苏陌踮脚观看,发现并不是在画圆圈,这才松了口气。
“你看什么?”
魏紫衣却忽然回头:“岂不闻,非礼勿视?”
“……这话能用在这里吗?”
苏陌瞠目结舌。
“我愿意就能用,你管着了?”
魏紫衣哼了一声。
苏陌就发现,这个小妞是越来越不讲道理了。
懒得跟她一般见识:“你师傅留我在冷月宫小住几日,三日之后观看她和柳随风的那一战。”
“我师傅要迎战?”
魏紫衣吃了一惊:“她老人家已经许久未曾出过手了,不过若是她出手的话,柳随风怕是危险了。未到天衢城,便已经是先输一阵。”
“……那倒未必。
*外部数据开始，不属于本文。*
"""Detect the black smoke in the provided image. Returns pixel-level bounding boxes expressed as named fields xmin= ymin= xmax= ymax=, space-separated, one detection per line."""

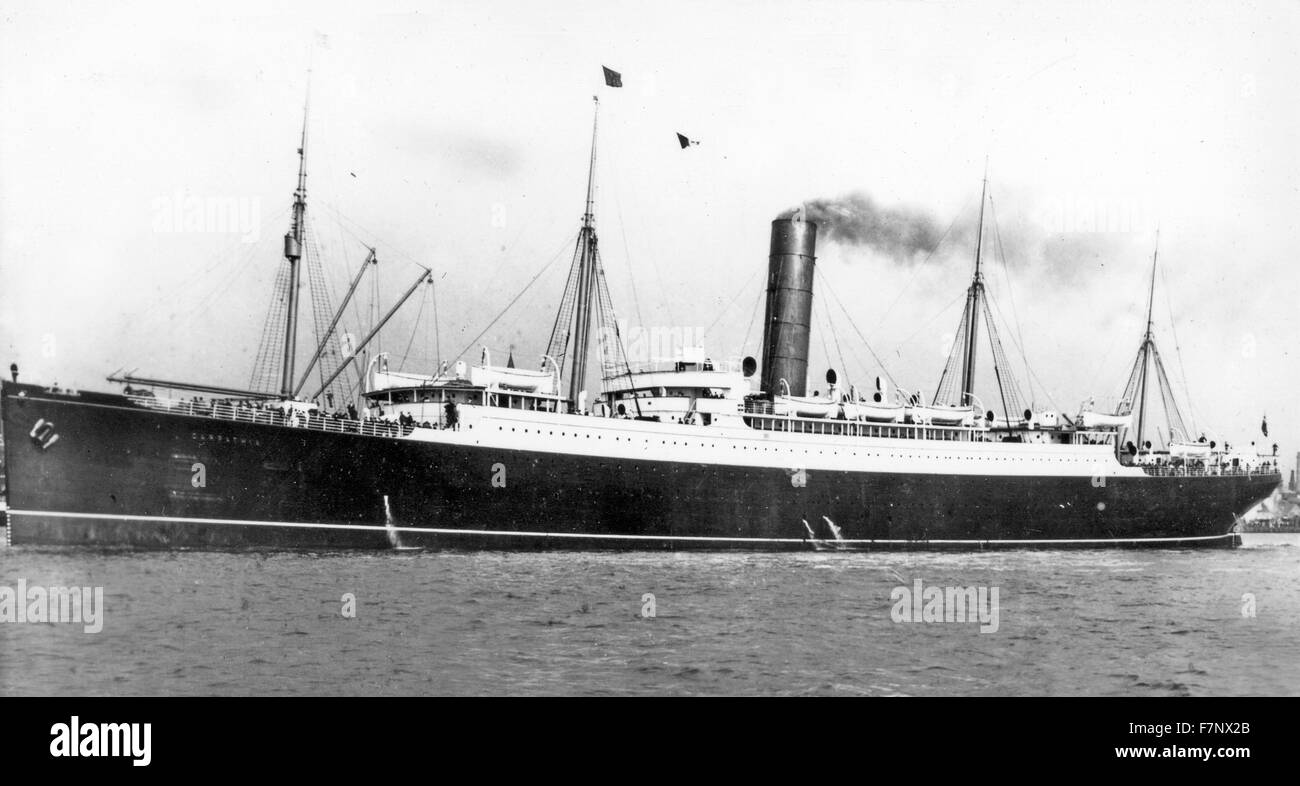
xmin=781 ymin=191 xmax=945 ymax=262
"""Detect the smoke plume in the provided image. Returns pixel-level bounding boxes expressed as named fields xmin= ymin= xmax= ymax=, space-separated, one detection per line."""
xmin=781 ymin=191 xmax=944 ymax=262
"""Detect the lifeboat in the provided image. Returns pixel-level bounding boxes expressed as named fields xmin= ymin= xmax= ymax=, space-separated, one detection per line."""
xmin=772 ymin=396 xmax=840 ymax=417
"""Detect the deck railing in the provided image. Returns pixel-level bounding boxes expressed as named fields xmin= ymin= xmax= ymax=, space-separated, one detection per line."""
xmin=126 ymin=394 xmax=416 ymax=437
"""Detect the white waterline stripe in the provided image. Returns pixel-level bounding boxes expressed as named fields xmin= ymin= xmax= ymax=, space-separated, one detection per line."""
xmin=9 ymin=509 xmax=1236 ymax=546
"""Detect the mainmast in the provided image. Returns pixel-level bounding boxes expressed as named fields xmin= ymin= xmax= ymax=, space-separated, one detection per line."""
xmin=280 ymin=97 xmax=311 ymax=399
xmin=568 ymin=96 xmax=601 ymax=404
xmin=1136 ymin=229 xmax=1160 ymax=451
xmin=546 ymin=96 xmax=601 ymax=411
xmin=958 ymin=161 xmax=988 ymax=404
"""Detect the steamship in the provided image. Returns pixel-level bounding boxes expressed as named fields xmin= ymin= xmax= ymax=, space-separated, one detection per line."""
xmin=0 ymin=94 xmax=1281 ymax=550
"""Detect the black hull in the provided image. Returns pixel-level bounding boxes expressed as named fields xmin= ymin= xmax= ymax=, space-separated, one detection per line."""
xmin=0 ymin=383 xmax=1279 ymax=551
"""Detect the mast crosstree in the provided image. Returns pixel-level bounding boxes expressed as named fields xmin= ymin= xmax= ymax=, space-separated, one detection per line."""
xmin=1117 ymin=230 xmax=1190 ymax=452
xmin=932 ymin=170 xmax=1024 ymax=421
xmin=542 ymin=96 xmax=640 ymax=411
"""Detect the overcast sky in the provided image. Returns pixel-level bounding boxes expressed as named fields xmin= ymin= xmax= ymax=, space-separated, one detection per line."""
xmin=0 ymin=1 xmax=1300 ymax=464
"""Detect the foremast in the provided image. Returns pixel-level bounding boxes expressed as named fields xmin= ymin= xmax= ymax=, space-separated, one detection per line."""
xmin=542 ymin=96 xmax=640 ymax=413
xmin=280 ymin=99 xmax=311 ymax=399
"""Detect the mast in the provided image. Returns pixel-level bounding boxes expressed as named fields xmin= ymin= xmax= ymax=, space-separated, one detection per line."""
xmin=1138 ymin=229 xmax=1160 ymax=452
xmin=280 ymin=94 xmax=311 ymax=399
xmin=553 ymin=96 xmax=601 ymax=411
xmin=958 ymin=161 xmax=988 ymax=404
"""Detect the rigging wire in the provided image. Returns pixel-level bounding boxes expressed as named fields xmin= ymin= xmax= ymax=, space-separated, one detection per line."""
xmin=988 ymin=194 xmax=1054 ymax=407
xmin=740 ymin=280 xmax=763 ymax=352
xmin=814 ymin=268 xmax=898 ymax=387
xmin=452 ymin=227 xmax=577 ymax=360
xmin=871 ymin=199 xmax=970 ymax=333
xmin=699 ymin=266 xmax=763 ymax=339
xmin=1160 ymin=262 xmax=1196 ymax=439
xmin=398 ymin=285 xmax=433 ymax=373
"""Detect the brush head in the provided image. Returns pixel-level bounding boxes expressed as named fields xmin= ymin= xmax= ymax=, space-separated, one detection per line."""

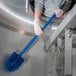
xmin=4 ymin=52 xmax=24 ymax=72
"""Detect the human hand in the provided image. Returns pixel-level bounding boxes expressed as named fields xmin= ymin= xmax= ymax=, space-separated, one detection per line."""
xmin=34 ymin=19 xmax=43 ymax=36
xmin=55 ymin=8 xmax=64 ymax=17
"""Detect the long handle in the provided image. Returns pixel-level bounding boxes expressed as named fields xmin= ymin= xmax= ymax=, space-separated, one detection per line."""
xmin=19 ymin=5 xmax=64 ymax=56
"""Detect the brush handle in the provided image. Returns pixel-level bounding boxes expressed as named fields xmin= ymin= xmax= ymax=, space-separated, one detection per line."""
xmin=19 ymin=5 xmax=64 ymax=56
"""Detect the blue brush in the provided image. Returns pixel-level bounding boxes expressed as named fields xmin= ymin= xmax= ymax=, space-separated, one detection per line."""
xmin=5 ymin=5 xmax=64 ymax=72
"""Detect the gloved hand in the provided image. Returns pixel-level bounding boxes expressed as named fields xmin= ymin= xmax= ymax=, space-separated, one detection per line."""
xmin=34 ymin=19 xmax=43 ymax=36
xmin=55 ymin=8 xmax=64 ymax=17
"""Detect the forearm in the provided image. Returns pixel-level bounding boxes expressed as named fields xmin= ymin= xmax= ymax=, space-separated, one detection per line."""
xmin=35 ymin=10 xmax=41 ymax=20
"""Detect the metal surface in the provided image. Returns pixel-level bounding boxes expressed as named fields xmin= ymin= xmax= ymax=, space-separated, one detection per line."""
xmin=64 ymin=29 xmax=72 ymax=76
xmin=47 ymin=5 xmax=76 ymax=49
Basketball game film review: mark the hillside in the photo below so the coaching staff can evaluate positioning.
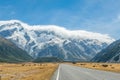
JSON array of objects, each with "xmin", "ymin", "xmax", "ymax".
[
  {"xmin": 0, "ymin": 37, "xmax": 32, "ymax": 62},
  {"xmin": 92, "ymin": 40, "xmax": 120, "ymax": 62}
]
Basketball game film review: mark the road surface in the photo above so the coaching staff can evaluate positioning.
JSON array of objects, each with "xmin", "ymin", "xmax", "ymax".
[{"xmin": 51, "ymin": 64, "xmax": 120, "ymax": 80}]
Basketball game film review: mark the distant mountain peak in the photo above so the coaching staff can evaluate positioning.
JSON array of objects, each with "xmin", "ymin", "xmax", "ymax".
[{"xmin": 0, "ymin": 20, "xmax": 114, "ymax": 60}]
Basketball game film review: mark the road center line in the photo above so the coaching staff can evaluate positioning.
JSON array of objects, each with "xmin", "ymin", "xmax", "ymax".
[{"xmin": 56, "ymin": 66, "xmax": 60, "ymax": 80}]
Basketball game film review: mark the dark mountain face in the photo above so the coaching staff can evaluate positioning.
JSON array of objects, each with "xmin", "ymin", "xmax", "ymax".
[
  {"xmin": 92, "ymin": 40, "xmax": 120, "ymax": 62},
  {"xmin": 0, "ymin": 37, "xmax": 32, "ymax": 62}
]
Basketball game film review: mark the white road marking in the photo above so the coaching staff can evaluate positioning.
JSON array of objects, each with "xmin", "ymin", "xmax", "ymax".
[{"xmin": 56, "ymin": 66, "xmax": 60, "ymax": 80}]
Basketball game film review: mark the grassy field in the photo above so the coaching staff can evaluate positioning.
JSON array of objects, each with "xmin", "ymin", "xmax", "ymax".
[
  {"xmin": 0, "ymin": 63, "xmax": 58, "ymax": 80},
  {"xmin": 73, "ymin": 63, "xmax": 120, "ymax": 73}
]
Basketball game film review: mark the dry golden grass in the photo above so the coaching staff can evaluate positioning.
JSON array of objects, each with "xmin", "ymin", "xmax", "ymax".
[
  {"xmin": 73, "ymin": 63, "xmax": 120, "ymax": 73},
  {"xmin": 0, "ymin": 63, "xmax": 58, "ymax": 80}
]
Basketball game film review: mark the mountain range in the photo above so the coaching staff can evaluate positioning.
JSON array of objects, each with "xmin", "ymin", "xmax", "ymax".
[
  {"xmin": 92, "ymin": 40, "xmax": 120, "ymax": 62},
  {"xmin": 0, "ymin": 20, "xmax": 114, "ymax": 61},
  {"xmin": 0, "ymin": 37, "xmax": 32, "ymax": 62}
]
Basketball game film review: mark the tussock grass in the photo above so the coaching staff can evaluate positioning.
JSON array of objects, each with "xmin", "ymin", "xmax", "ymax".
[{"xmin": 0, "ymin": 63, "xmax": 58, "ymax": 80}]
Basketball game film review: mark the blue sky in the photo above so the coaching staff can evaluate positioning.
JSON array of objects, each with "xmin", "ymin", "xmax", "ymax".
[{"xmin": 0, "ymin": 0, "xmax": 120, "ymax": 39}]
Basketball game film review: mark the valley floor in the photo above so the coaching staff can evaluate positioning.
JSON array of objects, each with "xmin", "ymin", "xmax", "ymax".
[
  {"xmin": 0, "ymin": 63, "xmax": 58, "ymax": 80},
  {"xmin": 0, "ymin": 63, "xmax": 120, "ymax": 80},
  {"xmin": 72, "ymin": 63, "xmax": 120, "ymax": 73}
]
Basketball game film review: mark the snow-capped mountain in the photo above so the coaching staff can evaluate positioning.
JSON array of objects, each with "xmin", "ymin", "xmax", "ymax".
[
  {"xmin": 0, "ymin": 20, "xmax": 114, "ymax": 61},
  {"xmin": 92, "ymin": 40, "xmax": 120, "ymax": 62}
]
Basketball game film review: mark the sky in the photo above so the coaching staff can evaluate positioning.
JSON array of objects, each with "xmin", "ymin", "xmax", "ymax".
[{"xmin": 0, "ymin": 0, "xmax": 120, "ymax": 39}]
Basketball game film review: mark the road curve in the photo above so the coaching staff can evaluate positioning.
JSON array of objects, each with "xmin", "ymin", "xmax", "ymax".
[{"xmin": 51, "ymin": 64, "xmax": 120, "ymax": 80}]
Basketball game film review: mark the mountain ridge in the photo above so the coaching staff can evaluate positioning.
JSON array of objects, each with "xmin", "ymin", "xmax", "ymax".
[{"xmin": 0, "ymin": 20, "xmax": 114, "ymax": 61}]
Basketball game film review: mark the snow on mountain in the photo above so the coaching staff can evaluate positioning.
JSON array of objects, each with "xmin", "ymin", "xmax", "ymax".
[
  {"xmin": 91, "ymin": 40, "xmax": 120, "ymax": 62},
  {"xmin": 0, "ymin": 20, "xmax": 114, "ymax": 60}
]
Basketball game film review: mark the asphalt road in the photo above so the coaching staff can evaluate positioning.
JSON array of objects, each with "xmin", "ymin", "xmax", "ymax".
[{"xmin": 51, "ymin": 64, "xmax": 120, "ymax": 80}]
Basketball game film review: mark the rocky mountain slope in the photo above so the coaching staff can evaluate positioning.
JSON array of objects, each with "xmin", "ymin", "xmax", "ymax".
[
  {"xmin": 92, "ymin": 40, "xmax": 120, "ymax": 62},
  {"xmin": 0, "ymin": 37, "xmax": 32, "ymax": 62},
  {"xmin": 0, "ymin": 20, "xmax": 114, "ymax": 61}
]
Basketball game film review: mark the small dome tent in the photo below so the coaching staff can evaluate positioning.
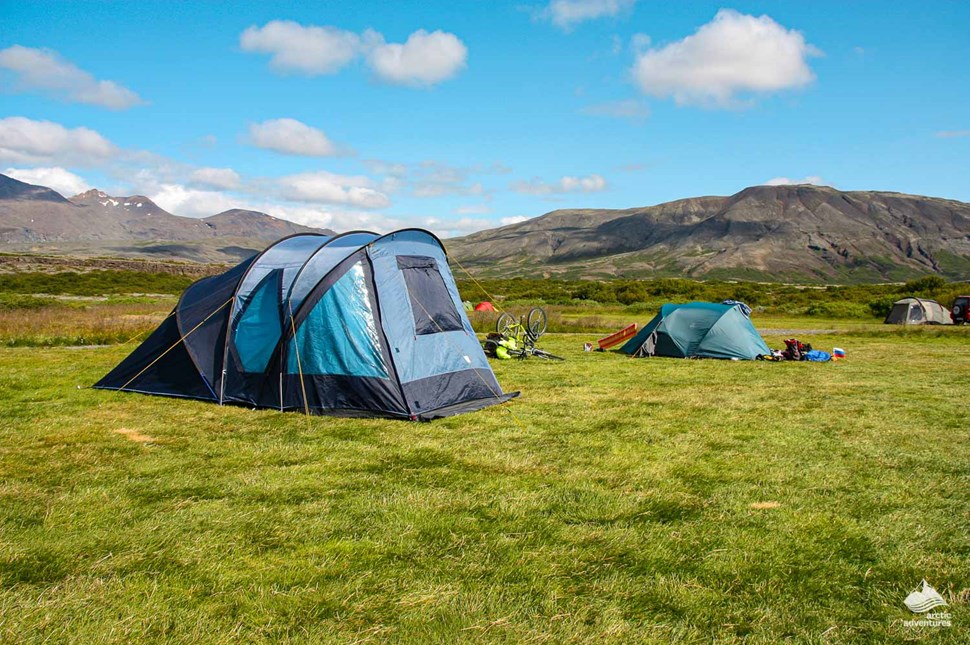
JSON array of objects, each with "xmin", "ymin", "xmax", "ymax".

”
苏陌却摇摇头。
“你这话什么意思?”
魏紫衣闻言下意识的有些恼怒,觉得苏陌看不起自己的师傅。
但是转念一想,却又知道苏陌绝不是这样的人。
他说话,自然是有自己的道理的。
而且这人武功极高,又跟柳随风极有渊源,此时说这话,说不得就有些把握,或者是有些自己不知道的东西在里面。
当即问道:“还请苏总镖头赐教。”
“赐教吗?”
苏陌下意识的想要逗逗她,不过话刚要出口,却忽然想到了刚才魏紫衣的师傅说的话,这逗弄之言,顿时就有点说不出口了。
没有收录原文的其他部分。